A liquid crystal pattern with a size of 1/100 could be transferred instantly.

In the above embodiments, the type of display pattern can be set outside the optical path, making it possible to form extremely versatile patterns. Furthermore, since it is possible to enlarge or reduce the pattern, the data itself in the memory can be enlarged or reduced, increasing versatility.

Next, another embodiment will be described. In the above embodiment, the input information to the signal control section 11 is given from the image pickup tube 17, but there are other methods as shown in FIGS. 4 and 5. In FIG. 4, a video signal recording section 16 is provided, and information from the video signal recording section 16 is provided as original image information. In FIG. 5, a video signal is transmitted by a wireless method, and the video signal is transmitted wirelessly from a video signal transmitter 18 to a video signal receiver 17, and is further sent to the signal control unit 11 as original image information. I am forced to input it.
However, in these two embodiments, the memory 112 is not necessarily required. The former embodiment has the advantage that by storing pattern information in the video recording section, a necessary pattern can be formed when necessary. According to the latter embodiment:
This is suitable for remote control when the part where the pattern is formed and the part where the pattern is supplied are separated.

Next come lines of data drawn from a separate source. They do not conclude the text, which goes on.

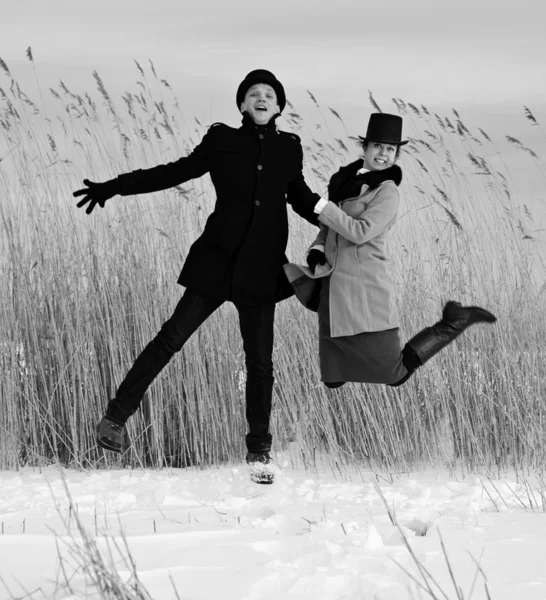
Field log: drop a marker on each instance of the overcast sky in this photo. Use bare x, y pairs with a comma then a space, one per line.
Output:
482, 56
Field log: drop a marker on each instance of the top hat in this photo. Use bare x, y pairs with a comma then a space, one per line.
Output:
261, 76
384, 128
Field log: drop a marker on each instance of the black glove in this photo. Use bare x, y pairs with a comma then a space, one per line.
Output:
374, 178
315, 257
96, 193
347, 184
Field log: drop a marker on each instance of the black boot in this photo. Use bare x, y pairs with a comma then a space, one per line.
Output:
260, 467
429, 341
110, 435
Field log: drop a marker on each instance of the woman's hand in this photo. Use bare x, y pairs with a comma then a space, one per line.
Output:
96, 193
315, 257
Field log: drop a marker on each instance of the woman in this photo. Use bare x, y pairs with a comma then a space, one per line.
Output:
358, 319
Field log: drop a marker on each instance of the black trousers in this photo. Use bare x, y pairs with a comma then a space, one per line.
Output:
256, 326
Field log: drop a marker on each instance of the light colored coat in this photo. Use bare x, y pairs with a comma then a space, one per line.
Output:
354, 238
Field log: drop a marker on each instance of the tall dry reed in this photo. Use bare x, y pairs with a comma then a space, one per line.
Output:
81, 296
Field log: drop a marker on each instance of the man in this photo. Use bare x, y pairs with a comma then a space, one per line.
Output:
256, 170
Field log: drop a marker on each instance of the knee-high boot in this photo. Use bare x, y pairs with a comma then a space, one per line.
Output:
429, 341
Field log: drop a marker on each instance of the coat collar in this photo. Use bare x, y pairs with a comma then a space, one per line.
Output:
249, 125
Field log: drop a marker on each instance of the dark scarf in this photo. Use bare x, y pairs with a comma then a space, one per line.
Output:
347, 184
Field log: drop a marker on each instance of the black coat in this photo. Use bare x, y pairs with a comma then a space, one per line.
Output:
255, 170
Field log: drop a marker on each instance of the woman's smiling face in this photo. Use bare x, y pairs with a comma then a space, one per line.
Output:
261, 103
379, 156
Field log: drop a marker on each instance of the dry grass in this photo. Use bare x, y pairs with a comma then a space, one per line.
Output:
82, 295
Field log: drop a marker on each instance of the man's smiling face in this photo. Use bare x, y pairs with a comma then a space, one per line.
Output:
261, 103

According to the present invention, since it is now possible to handle the original picture as an electrical signal, it is possible to replace the original picture,
Operations such as continuous transfer processing can now be executed at high speed.

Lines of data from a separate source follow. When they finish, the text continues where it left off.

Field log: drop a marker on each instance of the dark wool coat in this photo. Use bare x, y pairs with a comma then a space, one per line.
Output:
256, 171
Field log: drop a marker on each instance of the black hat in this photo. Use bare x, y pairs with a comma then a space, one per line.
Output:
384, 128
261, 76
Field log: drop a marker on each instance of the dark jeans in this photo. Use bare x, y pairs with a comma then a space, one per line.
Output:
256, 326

[Brief explanation of the drawing]

FIG. 1 is a diagram of a conventional example, FIG. 2 is a diagram of an embodiment of the present invention, and FIGS. 3, 4, and 5 are diagrams of other embodiments of the present invention. DESCRIPTION OF SYMBOLS 1...Laser oscillator, 7...Sample, 10...Transmissive liquid crystal display device, 11...Signal control unit, 12...
...Image tube.

Claims (1)

[Scope of Claims] 1. A laser oscillator, a transmissive liquid crystal display device to which the laser beam of the oscillator is irradiated, and an image pickup tube for capturing an original image, read out the original image captured by the image pickup tube and display the above-mentioned transmissive liquid crystal display. A pattern forming device comprising: a control unit that drives the device; a projection lens that projects transmitted laser light corresponding to an original image obtained from the display device by the driving; and a sample that is irradiated with the output light of the projection lens. . 2. A laser oscillator, a transmissive liquid crystal display device that is irradiated with laser light from the oscillator, a video recording section that records an original image, and a control that reads out the original image from the video recording section and drives the transmissive liquid crystal display device. a projection lens that projects transmitted laser light corresponding to the original image obtained from the display device by the driving;
A pattern forming apparatus comprising: a sample to which output light of the projection laser beam is irradiated; 3. The video recording section mentioned above is located remotely.
3. The pattern forming apparatus according to claim 2, wherein the original image from the recording section is sent from a video transmitter to the control section via a video receiver.